PERSONEL PERFORMANSI

Ses kayıt sistemlerini 'gereklilik' haline getiren konulardan biri de, müşteriyle telefon üzerinden muhatap olan personelin denetlenmesi ihtiyacı. Fiziki ortamlarda, ortamın yöneticisi, personeliyle müşteri arasındaki ilişkiyi gözüyle takip etme, en azından onları gözetleyebilme şansına sahip. Ancak müşteri ile ilişki telefon üzerinden kurulunca ne yapacaksınız? Personelinizin sizin istediğiniz gibi çalışıp çalışmadığından nasıl emin olacaksınız? İşte ses kayıt sistemleri, sorduğunuz bu sorulara yanıt bulmanızı kolaylaştırıyor...

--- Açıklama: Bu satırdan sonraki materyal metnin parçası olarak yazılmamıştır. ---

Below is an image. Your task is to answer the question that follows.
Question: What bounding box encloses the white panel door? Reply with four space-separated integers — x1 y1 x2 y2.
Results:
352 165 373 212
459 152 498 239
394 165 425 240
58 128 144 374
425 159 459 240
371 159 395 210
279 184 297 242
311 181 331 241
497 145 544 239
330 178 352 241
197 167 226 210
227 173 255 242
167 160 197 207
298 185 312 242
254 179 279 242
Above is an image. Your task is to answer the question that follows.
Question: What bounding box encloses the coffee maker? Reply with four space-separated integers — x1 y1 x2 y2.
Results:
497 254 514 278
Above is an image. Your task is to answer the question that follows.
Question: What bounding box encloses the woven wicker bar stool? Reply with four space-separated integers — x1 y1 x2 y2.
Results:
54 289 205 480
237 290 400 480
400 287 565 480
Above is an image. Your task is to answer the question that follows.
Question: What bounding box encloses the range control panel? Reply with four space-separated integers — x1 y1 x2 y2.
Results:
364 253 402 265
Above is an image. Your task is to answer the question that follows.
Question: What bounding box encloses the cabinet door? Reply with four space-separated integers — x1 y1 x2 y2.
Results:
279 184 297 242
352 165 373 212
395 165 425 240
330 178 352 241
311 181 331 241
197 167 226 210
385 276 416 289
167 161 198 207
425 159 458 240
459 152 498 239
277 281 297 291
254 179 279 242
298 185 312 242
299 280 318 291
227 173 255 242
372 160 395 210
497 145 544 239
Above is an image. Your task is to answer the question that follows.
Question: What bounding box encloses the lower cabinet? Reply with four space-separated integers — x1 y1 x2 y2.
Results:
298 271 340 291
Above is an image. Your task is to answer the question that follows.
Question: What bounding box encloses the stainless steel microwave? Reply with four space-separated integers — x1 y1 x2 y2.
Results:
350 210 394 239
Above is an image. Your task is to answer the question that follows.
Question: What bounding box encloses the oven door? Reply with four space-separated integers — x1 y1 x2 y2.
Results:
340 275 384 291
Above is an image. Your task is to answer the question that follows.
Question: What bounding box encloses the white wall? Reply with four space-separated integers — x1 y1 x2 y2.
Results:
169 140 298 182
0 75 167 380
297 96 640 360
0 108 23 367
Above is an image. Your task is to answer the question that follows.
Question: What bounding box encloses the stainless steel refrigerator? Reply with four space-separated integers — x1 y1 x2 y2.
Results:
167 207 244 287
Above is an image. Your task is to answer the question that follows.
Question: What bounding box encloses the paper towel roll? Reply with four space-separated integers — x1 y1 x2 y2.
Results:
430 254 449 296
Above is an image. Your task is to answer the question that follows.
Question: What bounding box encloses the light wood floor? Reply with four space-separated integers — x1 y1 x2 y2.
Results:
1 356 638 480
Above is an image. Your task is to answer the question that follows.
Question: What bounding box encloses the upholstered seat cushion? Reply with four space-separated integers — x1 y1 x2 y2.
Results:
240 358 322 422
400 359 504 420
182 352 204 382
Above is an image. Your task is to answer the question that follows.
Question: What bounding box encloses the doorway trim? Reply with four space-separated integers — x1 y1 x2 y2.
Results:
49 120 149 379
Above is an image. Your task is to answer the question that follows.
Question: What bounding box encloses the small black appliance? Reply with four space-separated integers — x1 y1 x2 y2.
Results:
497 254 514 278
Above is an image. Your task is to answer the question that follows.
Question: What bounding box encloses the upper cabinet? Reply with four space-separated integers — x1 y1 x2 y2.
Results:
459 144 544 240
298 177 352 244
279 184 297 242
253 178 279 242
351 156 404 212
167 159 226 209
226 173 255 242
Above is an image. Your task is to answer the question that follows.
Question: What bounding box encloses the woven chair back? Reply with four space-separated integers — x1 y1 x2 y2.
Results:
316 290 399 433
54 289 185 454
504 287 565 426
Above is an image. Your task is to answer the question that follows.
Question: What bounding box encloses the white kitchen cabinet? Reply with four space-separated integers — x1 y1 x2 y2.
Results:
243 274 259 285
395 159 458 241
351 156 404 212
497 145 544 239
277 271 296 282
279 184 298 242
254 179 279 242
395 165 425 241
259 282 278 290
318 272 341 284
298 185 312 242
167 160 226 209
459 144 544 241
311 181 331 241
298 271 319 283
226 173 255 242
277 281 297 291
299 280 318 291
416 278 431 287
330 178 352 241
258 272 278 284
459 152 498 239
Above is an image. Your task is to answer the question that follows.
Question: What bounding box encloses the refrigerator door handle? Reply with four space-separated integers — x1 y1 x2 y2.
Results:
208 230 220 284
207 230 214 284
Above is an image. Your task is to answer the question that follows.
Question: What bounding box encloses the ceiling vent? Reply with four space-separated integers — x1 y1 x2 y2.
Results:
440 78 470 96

DÜNYA 5'İNCİSİYİZ İHRAÇ EDİYORUZ

Dünya üzerinde bu teknolojiyi üreten ülkeler sıralaması şöyle:

1. Amerika 2. İsrail 3. İngiltere 4. Uzak Doğu...

5'inci sırada ise, Türkiye'nin bulunduğu tahmin ediliyor. Ses kayıt sistemlerinin Türkiye'deki en önemli üreticilerinden biri: SYS şirketi. SYS, Türkçe 'sesli yanıt sistemleri'nin kısaltması.

Türkiye pazarında, bu teknolojiyi pazarlayan şirketlerin büyük çoğunluğu, ses kayıt teknolojileri konusunda, bir yabancı şirketin 'distribütörlüğünü/dağıtımcılığını' üstleniyor. SYS, hem bir dağıtımcı, hem de 'yüzde yüz yerli' bir üretici. 2002'de çıkardıkları ürünlerini, şimdi ihraç ediyorlar.

NASIL BİR TEKNOLOJİ

Sesin kayıt altına alınması zorunluluğu ve bu tür teknolojilerin neredeyse 70 yıllık bir tarihi var. Ancak, sesin aranıp bulunmasını kolaylaştıran dijital teknolojilerin kullanımı, 1994 yılında başladı. Dijital teknolojinin ses kayıt sistemlerine girmesiyle birlikte; kayıt altına alınan sesin bulunması da kolaylaşmış oldu.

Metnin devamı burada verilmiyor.